Misc / Comic - AVS Forums

PAK-9

20th February 2005 15:54 UTC

Misc / Comic
Some fun at the expense of my favorite kind of AVS'r

http://www.deviantart.com/view/15352657/

^..^

21st February 2005 12:34 UTC

:D nice comic...
funny but unfortuantely a frequent occurrence...

S-uper_T-oast

21st February 2005 15:08 UTC

sines of factors of pi on init...
:D

PAK-9

21st February 2005 16:25 UTC

sines of factors of pi on init is a ligitimate optimisation

^..^

21st February 2005 16:29 UTC

sure... but why should it be advantageous?
factors of pi, ok! but sines of factors of pi?

PAK-9

21st February 2005 16:36 UTC

because sine is an expensive operation, if you fill the megabuf with a load of sines of 0-$pi you can reference the megabuf rather than doing an actual sin(x) because sin(x)=megabuf(x*scaling factor) much cheaper. The advantage really comes if your doing sines in the point box. Mind you the rotation matrices can be done in frame so the speed benefit would be pretty small... good for any other trig stuff in point/pixel tho

^..^

21st February 2005 16:53 UTC

yeah, somehow i thought on rotation matrices... cause then it's really just a marginal + in speed.

let me just repeat that idea, to see if i understood it correct: in innit you store y-values of a sin-function into the megabuf using loop and assign and stuff. Then you, when it comes to the point you need the values, you don't calulate a sin of a variable, but get it directly from the corresponding entry in megabuf. Tricky, and that read-out-method really provides a noticeable advantaqe compared to "sin(..)"?

PAK-9

21st February 2005 18:33 UTC

yea thats the idea, a sin() is a lot lot slower than a x=megabuf(y), just fill a ssc point box with 100 sines and compare it to a 100 megabuf retrievals. The slower part is the conversion process because say you have 100 megabuf entries of:

sin(($pi*2)/100)
sin(($pi*2)/100*2)
sin(($pi*2)/100*3)
etc..

you can have a counter t=(t+1)%100 which is nice an quick to reference but if you specifically want sin(23) or something you need a calculation to get the megabuf reference...
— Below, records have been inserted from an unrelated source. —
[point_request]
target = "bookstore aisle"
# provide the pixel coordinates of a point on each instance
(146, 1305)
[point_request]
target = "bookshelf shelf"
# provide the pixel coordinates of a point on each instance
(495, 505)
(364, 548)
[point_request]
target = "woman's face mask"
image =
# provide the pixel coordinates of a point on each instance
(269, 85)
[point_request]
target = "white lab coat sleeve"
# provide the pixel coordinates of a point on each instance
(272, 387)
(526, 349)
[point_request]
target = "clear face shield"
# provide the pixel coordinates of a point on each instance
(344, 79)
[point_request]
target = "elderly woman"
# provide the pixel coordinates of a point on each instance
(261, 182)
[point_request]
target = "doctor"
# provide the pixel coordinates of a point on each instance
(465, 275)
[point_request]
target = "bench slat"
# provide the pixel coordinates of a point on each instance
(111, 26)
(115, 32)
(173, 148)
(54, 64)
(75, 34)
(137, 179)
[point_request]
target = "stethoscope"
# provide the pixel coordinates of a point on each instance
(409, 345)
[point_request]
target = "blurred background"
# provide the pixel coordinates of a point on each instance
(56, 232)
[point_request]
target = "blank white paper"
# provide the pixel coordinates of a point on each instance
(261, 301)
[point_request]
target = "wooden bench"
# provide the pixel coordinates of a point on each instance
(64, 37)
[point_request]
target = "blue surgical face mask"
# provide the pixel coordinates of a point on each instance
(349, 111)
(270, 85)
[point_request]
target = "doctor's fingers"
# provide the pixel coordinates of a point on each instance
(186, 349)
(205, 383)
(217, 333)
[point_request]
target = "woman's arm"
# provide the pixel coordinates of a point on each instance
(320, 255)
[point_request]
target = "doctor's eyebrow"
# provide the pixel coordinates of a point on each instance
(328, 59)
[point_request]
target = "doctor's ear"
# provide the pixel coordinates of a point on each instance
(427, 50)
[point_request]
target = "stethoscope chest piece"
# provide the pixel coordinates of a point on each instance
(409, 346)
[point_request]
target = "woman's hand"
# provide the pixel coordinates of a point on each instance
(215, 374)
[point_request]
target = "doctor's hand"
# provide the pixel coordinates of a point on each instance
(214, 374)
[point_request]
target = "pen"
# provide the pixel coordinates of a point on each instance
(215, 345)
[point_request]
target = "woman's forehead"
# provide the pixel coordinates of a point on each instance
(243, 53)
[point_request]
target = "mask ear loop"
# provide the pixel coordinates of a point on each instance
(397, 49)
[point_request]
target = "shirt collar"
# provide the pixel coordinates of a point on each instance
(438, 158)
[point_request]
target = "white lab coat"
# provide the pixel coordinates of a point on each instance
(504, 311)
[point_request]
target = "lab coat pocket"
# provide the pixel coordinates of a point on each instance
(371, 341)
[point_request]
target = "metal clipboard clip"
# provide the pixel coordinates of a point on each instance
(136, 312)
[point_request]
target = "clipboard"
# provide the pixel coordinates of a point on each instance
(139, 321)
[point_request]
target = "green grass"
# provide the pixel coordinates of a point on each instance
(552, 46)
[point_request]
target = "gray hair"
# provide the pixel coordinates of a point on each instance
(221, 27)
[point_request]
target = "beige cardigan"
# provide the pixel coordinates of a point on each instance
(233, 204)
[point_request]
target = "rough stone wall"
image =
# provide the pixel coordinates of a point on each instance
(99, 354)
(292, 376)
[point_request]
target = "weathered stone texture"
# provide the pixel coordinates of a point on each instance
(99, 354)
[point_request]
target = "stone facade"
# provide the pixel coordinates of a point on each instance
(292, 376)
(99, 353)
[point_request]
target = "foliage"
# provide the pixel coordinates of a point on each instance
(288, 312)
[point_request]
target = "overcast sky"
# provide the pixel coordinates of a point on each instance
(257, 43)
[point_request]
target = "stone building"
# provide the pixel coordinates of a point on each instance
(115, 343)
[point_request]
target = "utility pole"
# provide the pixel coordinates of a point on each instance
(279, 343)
i.e. make it fall between 0 and 2*pi

((23*100)%628)*0.01;

but covert it to a reference

floor((23*100)%628);

Its a multiply and divide (mod is a divide) as opposed to a sin() so its still cheaper, but its a bit more complicated, and of course the accuracy of the result is limited to the number of sines you calculated on init.

I think that maths is right, im not in front of avs so I cant check.

UnConeD

21st February 2005 21:30 UTC

Look-up tables are known to be slower than the FPU in many, many cases. Megabuf access is slow as well, as it is stored in chunks of 16KB and allocated dynamically. Every access requires a check.

^..^

21st February 2005 22:43 UTC

im about making a preset to compare both kinds of calculation. But as i thought i would get stuck, cause i didn't have enough time to learn the correct use of loop/megabuf/assign until recently.

However, it'd be nice if you could have a look: here

PAK-9

23rd February 2005 20:58 UTC

Originally posted by UnConeD
Look-up tables are known to be slower than the FPU in many, many cases. Megabuf access is slow as well, as it is stored in chunks of 16KB and allocated dynamically. Every access requires a check.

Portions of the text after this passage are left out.